Towards Multimodal Surveillance for Smart Building Security †

Institute of Information Science and Technologies, National Research Council of Italy, Via Moruzzi, 1-56124 Pisa, Italy
Author to whom correspondence should be addressed.
Presented at the International Workshop on Computational Intelligence for Multimedia Understanding (IWCIM), Kos Island, Greece, 2 September 2017.
Proceedings 2018, 2(2), 95;
Published: 9 January 2018


The main goal of a surveillance system is to collect information in a sensing environment and notify unexpected behavior. Information provided by single sensor and surveillance technology may not be sufficient to understand the whole context of the monitored environment. On the other hand, by combining information coming from different sources, the overall performance of a surveillance system can be improved. In this paper, we present the Smart Building Suite, in which independent and different technologies are developed in order to realize a multimodal surveillance system.

1. Introduction

The concept of “smart building” is very wide, as it embraces all the building’s components, from technology to services, in order to fully support the people living or working there [1]. Optimizing spaces utilization, building life costs and surveillance system is part of the process of making “smart” a building. The life costs are mostly related to operations and maintenance; as an example, the tendency to be unconcerned about energy saving is more prominent in office than at home; thus, in a smart building it is necessary to provide automatic energy saving services. Surveillance is another important aspect in order to both avoid waste of money or destruction of properties due to thefts and for the safety of the people [2]. Unfortunately, today the need of good surveillance is getting higher due to the high level of criminality, especially in sensitive areas, government offices, public places, and even at home.
Security and intrusion control concerns are the motivating factors for the deployment on the market of many video surveillance systems, such as surveillance cameras, which are closed-circuits that need a command and a control center to monitor all the activities using cameras, or radio frequency identifications (RFID), which use radio waves to automatically identify persons or objects by means of RFID transponders and readers. In this context, the information provided by a dedicated surveillance technology may not be sufficient to automatically identify the intrusions in a monitored environment. Combining several sources of information coming, for example, from both a wireless sensor network and cameras, improves the overall performance of a surveillance system. Indeed, ambient sensors (like RFID, PIR, noise, etc...) may generate false positive readings that can be reduced by fusing these measurements with data coming from surveillance cameras.
In this paper, we present an envision enhanced surveillance system for smart building, in which independent and different technologies, currently implemented and deployed, are integrated and coordinated by a high-level central reasoner in order to provide a more robust and efficient surveillance system for a smart building. Such an enhanced surveillance system will be able both to monitor what happens outside the buildings and to detected if a violation occurs. We also describe the different technologies, based on sensors and cameras, and the software solutions we implemented and that we aim to integrate in order to realize the surveillance scenario described above. The paper is organized as follows. Section 2 describes the system and its functionalities. Section 3 reports the technologies used in developing the system; Section 4 presents the methodologies adopted and describes the algorithm developed. Finally, Section 5 concludes the paper.

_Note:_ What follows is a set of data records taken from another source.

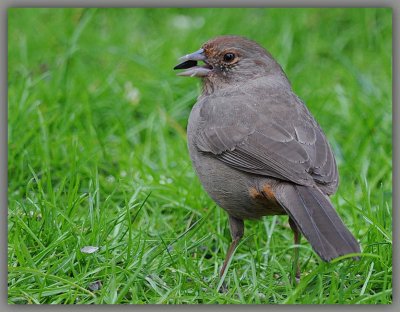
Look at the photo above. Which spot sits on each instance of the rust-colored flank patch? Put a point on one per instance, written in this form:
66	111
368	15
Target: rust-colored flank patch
266	193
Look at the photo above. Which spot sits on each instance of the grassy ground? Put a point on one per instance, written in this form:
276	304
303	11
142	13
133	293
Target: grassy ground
97	157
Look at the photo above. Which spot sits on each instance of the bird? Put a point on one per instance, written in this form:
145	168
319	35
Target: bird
257	149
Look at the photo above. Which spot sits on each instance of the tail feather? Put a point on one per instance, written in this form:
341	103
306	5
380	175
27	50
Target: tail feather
318	221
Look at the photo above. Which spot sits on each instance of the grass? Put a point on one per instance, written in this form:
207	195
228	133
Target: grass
97	157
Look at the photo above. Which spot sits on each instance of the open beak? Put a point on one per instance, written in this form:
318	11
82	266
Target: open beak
189	63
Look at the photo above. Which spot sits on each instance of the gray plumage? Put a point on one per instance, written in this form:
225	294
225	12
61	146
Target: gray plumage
257	149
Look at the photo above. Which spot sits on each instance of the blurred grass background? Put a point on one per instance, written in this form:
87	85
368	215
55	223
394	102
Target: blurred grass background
97	157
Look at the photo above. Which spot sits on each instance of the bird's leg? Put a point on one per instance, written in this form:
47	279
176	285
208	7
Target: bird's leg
297	237
237	231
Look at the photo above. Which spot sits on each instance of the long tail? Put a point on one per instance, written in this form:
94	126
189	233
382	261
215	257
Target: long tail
317	220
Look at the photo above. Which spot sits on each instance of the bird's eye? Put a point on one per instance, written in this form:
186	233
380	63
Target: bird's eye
229	57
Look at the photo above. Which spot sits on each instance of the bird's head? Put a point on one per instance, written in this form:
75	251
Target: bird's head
230	60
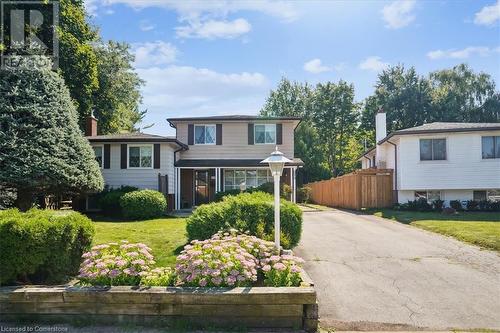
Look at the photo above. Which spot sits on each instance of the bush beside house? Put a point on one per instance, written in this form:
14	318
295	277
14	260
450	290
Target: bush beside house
143	204
42	246
252	212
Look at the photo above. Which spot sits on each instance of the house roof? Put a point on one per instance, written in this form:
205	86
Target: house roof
228	163
442	127
134	137
439	127
172	121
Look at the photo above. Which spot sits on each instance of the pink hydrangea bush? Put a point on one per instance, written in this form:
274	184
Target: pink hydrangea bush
115	264
282	271
216	262
161	276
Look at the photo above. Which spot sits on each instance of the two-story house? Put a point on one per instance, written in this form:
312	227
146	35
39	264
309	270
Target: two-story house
447	161
207	155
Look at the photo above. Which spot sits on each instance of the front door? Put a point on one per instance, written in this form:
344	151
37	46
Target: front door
201	187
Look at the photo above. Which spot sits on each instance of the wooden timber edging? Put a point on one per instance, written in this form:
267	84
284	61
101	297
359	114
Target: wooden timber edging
367	188
244	307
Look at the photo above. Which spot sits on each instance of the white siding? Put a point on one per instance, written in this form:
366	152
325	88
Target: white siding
446	195
141	178
235	143
464	168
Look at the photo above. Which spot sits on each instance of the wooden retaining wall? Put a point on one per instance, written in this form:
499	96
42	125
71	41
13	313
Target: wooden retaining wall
367	188
252	307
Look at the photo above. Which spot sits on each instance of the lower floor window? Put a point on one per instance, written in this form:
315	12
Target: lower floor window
430	196
243	179
490	195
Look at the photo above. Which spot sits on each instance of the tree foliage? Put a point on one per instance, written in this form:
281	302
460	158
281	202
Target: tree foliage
335	129
117	100
42	151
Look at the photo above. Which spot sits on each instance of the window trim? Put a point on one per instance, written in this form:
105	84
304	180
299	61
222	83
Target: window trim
265	143
102	156
427	194
245	170
204	144
140	145
494	147
432	149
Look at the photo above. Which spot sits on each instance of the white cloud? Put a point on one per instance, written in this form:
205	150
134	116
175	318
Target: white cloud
465	53
145	25
208	19
488	15
154	53
174	91
314	66
283	10
399	13
373	64
212	29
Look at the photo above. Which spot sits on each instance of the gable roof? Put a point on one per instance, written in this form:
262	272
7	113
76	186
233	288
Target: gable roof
172	121
442	127
439	127
135	137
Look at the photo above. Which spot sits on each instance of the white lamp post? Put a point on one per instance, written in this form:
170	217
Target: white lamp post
276	163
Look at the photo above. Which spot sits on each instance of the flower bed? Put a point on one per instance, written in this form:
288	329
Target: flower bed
225	260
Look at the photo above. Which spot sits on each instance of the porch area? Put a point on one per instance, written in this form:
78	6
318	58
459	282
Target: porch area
198	181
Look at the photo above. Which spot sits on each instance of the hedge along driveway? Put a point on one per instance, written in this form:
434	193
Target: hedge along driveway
165	236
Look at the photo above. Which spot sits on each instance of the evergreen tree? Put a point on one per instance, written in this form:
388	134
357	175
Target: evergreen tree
42	150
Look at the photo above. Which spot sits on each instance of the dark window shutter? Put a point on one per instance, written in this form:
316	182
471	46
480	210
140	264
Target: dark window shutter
123	156
156	155
107	155
190	134
218	134
279	134
250	134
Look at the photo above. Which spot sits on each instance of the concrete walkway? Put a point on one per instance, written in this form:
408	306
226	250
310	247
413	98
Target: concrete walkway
376	274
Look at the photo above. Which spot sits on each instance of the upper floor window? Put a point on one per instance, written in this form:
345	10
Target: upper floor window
204	134
265	133
98	152
432	149
490	146
140	156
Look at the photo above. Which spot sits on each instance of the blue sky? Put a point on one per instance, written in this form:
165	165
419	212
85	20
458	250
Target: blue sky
222	57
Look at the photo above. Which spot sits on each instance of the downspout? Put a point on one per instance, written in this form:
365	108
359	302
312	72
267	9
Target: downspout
369	161
395	168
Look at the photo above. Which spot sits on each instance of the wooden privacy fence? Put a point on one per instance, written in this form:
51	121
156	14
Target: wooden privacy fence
367	188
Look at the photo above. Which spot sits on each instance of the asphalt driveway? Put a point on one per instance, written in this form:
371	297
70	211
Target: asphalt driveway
374	274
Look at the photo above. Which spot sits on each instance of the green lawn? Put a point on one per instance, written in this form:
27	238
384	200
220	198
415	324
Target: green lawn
165	236
482	229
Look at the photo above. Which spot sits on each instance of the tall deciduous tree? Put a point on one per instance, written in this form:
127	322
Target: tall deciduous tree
294	99
117	100
78	60
42	150
461	95
335	115
403	95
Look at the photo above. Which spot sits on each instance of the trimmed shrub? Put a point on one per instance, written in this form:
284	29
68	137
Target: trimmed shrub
252	212
109	199
304	194
456	204
472	205
143	204
438	204
42	246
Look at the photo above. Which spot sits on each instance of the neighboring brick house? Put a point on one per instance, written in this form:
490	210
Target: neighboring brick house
207	155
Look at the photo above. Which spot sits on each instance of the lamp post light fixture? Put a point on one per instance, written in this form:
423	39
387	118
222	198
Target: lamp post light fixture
276	163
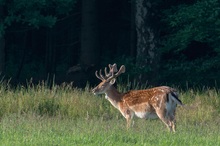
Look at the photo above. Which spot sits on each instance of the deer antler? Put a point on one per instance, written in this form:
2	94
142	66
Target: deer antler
112	70
121	70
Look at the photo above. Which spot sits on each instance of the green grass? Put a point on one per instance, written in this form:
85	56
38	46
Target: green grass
63	115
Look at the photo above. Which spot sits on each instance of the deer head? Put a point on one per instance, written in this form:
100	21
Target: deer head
108	79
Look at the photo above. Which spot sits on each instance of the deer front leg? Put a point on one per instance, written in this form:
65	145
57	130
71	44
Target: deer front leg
128	115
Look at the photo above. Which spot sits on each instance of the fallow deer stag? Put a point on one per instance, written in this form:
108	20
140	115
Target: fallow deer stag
158	102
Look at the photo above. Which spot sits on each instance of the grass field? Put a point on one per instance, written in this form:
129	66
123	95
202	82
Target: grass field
63	115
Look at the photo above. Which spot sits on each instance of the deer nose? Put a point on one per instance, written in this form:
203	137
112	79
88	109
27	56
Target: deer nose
93	90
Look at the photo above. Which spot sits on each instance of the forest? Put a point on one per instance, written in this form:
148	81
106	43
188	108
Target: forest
161	42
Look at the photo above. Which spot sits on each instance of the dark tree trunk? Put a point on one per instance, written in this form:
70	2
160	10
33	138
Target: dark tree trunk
2	44
133	35
147	53
2	54
50	61
89	33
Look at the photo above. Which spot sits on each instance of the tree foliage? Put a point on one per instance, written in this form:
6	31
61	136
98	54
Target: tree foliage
34	13
197	22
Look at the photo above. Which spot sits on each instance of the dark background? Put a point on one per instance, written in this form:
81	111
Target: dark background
68	40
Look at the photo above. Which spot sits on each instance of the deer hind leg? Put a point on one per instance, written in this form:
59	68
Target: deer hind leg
162	115
173	121
128	115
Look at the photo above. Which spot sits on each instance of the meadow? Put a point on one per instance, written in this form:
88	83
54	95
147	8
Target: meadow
61	115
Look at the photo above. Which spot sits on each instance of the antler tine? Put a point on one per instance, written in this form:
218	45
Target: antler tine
96	74
100	73
121	70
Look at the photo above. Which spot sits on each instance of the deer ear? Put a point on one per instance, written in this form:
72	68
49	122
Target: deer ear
112	81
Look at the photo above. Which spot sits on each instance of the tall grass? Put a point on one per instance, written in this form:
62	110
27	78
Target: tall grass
64	115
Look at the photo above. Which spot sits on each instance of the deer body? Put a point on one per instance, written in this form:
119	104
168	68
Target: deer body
158	102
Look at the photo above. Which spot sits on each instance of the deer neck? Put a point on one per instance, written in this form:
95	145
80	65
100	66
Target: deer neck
113	96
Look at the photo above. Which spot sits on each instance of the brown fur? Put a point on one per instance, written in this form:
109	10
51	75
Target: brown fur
159	102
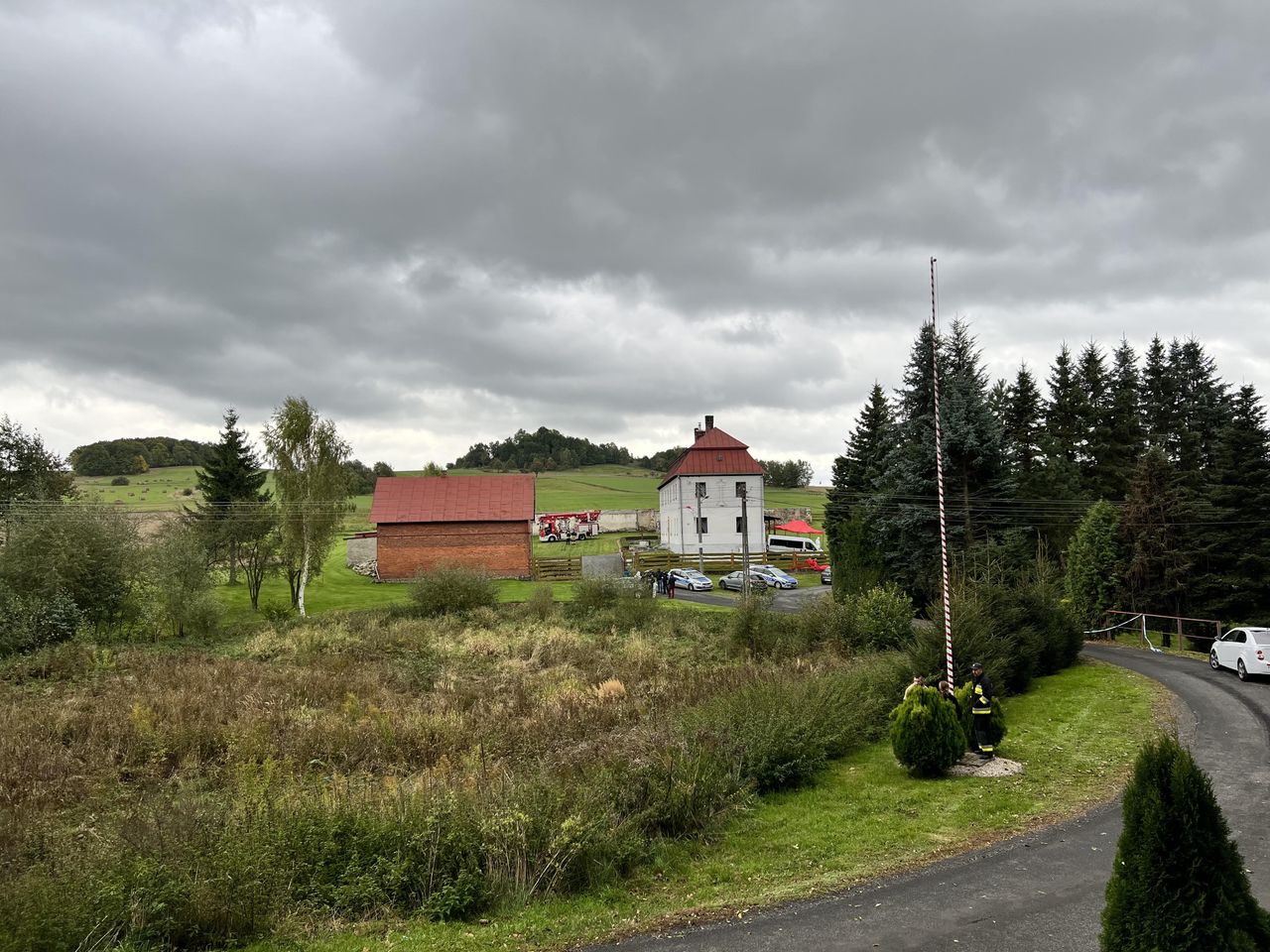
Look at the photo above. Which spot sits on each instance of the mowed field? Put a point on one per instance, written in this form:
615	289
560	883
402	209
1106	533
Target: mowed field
588	488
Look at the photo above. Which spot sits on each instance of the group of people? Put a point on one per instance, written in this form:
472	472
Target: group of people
659	581
980	707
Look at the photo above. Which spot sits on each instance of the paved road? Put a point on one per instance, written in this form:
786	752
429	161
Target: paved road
785	602
1038	892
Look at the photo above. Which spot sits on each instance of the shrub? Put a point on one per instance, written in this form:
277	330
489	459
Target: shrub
541	603
926	734
31	622
1179	881
753	627
883	617
452	590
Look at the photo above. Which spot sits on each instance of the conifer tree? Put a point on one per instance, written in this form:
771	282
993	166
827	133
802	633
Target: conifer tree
1153	530
1127	438
230	477
1179	881
1160	400
1234	581
1093	562
853	495
1092	412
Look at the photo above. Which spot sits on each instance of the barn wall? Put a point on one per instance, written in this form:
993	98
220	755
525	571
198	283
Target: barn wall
498	547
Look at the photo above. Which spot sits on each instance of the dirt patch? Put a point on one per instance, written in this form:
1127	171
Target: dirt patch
971	766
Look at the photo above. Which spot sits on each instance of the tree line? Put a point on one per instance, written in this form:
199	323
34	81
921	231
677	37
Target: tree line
128	457
1146	477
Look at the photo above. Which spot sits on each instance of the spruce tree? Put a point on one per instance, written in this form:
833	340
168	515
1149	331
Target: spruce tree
853	497
1093	563
1236	536
1179	881
1155	532
1160	400
1127	438
1092	389
230	477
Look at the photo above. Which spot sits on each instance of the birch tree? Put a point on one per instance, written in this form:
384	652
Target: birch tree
309	474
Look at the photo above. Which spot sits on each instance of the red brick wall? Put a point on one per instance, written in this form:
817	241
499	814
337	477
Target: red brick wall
498	547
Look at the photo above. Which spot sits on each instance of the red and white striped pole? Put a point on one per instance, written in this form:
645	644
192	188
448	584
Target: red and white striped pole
939	480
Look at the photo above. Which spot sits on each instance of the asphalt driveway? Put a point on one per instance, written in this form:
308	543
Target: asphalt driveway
1037	892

2. System Description and Functionalities

The Smart Building Suite is a distributed smart surveillance system with the capabilities to notify real time alerts, to store and to analyze big amount of data coming from a large number of IP nodes. The infrastructure is constituted by a network of wireless sensors installed in the offices of a building in the CNR Research Area in Pisa and the embedded smart cameras (ESC) installed both on its roof and in front of the offices’ entrance, thus monitoring the outside environment and inside the offices. The wireless sensor network (WSN) is also used to monitor the energy consumptions of the offices, taking recovery actions to contain the energy waste, while the ESCs are embedded computers equipped with camera modules. The main functionalities offered by the system are:
Presence detector. Data collected from the various sensors in an office, crossed each other, allow to understand whether or not the office is occupied, thus creating a sort of “virtual presence sensor”;
Real-time alert. To each office, a set of authorized people images is associated; when a non-authorized person is detected, a notification, and possibly an alarm, is raised. Moreover, the system also provides motion detection capabilities, which allow monitoring predesignated regions of the video frame;
Video-recording. Video streams captured by cameras are recorded and stored. It is possible to define strategies to control the recording process both in time and space (e.g., on a per-camera basis);
Analysis and understanding. The video streams acquired by cameras are analyzed to extract information useful for searching video shots and taking decisions. Two types of information are be extracted: (1) low level information, consisting of visual features (global and local visual descriptors of areas of the frames, face features, etc.); (2) high level information, consisting, for instance, in tracking information of objects, people, or occurrence of unexpected visual anomalies;
Data Management. It is possible to access the faces’ data base, to browse all videos and historical data (motion detection events, unknown persons, etc) and to search for video shots to retrieve the occurrence of an entity (e.g., a car or a person), thereby determining the paths followed by the entity in the past or its current location. Search is based on the information extracted from the video streams during the analysis and the understanding phase.
To achieve high scalability and efficiency we adopted an event-based communication where the events are generated by peripheral smart subsystems that locally elaborate the raw data and feed the database only if something happens.
The use case diagram depicted in Figure 1 shows the interaction among the different actors involved in the system: the ESC and the WSN are the peripheral smart subsystems that send events of interest (face, motion or presence detection); every time an event occurs, the Activity Monitor (AM) decides if it is the case to trigger an alarm depending on the security parameters active in that moment. The Operator (typically a person of the security staff) receives the alarm via monitor, email or text; he can browse all the historical data (events, video, etc.), manage the faces’ database and do searches according to the information provided by the High Level Reasoner (HLR), which is an A.I. agent that performs the analysis and understanding functionality described before.

3. Involved Technologies

Raw sensor data and video streams are processed by two smart peripheral subsystems: the embedded smart cameras and the wireless sensor network, which are in charge to detect the events of interest and to communicate with the central server. In the following paragraphs we briefly describe the technologies involved in these tasks.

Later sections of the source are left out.